You forget to say that innovation is unnecessary. It's the quality of a game that decides if it's worth to play, not how innovative it is.
Partially true. Innovation can make up for lesser quality up to a point, just like good quality can make up for a lack of innovation. But for the greatest part, the game industry relies on polishing old designs and concepts until they gleam, and Blizzard has basically no peers in this category. Blizzard games (well, the PC ones, the SNES games were good for a different reason) have been "groundbreaking" because they are usually the best damn examples of X-type game that there is at the time. Not because they're doing hugely new things, but because they have incredibly high production values, consistent quality, and the most refined take on a given popular model - say, RTSes or MMOs.
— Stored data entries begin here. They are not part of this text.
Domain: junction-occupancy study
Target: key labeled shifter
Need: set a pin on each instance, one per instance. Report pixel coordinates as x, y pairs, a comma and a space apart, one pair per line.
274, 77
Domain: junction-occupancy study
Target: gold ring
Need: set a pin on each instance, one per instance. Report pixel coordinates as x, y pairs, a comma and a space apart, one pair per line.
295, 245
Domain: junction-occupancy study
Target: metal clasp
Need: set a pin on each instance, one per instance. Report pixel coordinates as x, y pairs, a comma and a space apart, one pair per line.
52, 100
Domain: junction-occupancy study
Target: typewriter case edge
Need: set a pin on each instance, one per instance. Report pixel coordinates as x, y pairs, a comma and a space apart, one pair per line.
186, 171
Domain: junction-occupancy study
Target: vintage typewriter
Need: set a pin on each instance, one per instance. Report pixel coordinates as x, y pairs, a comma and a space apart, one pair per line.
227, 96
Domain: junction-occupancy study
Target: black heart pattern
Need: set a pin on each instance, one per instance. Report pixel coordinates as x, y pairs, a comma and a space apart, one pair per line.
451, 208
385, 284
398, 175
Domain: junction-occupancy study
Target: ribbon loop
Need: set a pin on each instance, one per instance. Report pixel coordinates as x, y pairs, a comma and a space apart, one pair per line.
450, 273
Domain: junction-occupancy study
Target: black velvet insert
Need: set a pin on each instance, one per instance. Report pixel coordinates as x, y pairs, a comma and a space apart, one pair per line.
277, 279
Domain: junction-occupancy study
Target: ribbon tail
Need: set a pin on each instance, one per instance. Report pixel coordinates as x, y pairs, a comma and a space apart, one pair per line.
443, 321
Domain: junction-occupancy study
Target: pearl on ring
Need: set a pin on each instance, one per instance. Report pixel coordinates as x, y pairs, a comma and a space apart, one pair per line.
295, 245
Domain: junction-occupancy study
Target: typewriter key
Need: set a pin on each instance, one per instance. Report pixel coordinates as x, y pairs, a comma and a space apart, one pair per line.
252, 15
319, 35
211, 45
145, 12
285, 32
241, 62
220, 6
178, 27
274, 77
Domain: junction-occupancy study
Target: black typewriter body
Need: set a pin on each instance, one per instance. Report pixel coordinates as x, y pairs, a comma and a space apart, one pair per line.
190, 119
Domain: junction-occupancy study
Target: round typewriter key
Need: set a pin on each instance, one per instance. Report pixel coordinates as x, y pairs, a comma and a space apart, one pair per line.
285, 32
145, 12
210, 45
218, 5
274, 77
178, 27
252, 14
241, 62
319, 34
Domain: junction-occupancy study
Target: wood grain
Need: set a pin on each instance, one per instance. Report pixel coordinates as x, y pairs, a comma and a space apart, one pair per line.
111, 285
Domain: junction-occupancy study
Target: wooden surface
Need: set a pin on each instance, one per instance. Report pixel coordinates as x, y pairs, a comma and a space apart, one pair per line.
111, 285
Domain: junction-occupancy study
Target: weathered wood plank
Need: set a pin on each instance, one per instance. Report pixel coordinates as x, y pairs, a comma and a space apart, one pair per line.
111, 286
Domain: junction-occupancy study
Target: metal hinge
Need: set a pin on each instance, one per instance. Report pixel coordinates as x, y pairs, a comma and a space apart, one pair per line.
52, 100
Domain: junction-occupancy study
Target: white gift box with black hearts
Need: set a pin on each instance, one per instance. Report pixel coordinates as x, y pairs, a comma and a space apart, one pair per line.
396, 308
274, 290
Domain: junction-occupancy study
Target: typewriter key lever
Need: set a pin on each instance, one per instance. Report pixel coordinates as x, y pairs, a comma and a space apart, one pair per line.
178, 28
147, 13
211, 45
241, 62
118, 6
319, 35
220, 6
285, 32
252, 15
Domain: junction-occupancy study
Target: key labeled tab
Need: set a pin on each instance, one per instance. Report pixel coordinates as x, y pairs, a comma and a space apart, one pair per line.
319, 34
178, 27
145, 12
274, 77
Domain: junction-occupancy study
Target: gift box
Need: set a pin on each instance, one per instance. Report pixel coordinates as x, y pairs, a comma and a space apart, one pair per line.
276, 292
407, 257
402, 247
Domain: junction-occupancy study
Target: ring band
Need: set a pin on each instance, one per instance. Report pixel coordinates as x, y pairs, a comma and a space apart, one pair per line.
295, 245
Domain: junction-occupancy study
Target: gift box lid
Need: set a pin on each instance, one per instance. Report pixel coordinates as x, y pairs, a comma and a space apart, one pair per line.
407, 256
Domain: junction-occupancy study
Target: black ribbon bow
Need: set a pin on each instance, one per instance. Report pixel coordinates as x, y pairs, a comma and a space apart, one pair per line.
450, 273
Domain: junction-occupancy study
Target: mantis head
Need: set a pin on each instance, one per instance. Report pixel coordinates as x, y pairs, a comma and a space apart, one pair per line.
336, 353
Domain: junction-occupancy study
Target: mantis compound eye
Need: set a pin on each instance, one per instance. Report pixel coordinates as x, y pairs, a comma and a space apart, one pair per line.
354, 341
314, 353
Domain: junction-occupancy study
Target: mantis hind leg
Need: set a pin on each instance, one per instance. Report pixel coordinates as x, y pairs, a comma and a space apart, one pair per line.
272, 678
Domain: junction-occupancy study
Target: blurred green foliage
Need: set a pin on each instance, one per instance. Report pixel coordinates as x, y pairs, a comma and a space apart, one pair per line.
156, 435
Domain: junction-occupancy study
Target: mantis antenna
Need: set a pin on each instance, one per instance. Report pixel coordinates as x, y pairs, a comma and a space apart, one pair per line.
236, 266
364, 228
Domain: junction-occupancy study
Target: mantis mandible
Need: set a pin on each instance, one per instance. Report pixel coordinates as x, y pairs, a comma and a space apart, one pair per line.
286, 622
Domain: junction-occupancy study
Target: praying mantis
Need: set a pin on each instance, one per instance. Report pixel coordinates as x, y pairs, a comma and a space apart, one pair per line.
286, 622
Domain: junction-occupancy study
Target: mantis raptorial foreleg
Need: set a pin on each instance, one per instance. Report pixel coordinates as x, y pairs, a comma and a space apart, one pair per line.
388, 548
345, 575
Also, anyone who thinks that there isn't some innovation involved in refining extant game types needs to look more closely. Warcraft III had the best interface of the day, and is still one of the best. Unless I'm wrong, it was also the first RTS to have tab-selection withing hotkey groups, among other things. That's innovative, even if they're not doing something as relatively new as Sins.
Even the WarCraft cartoon style was filched from WarHammer.
Hardly. While much of Warcraft's (and Starcraft's, more notably) unit design was taken/influenced/whatever from Warhammer, the cartoonish style is anything but. The only way you could think Warhammer's art style or themes are cartoonish is if you actually LIVE in the grim darkness of the far future where there is only war.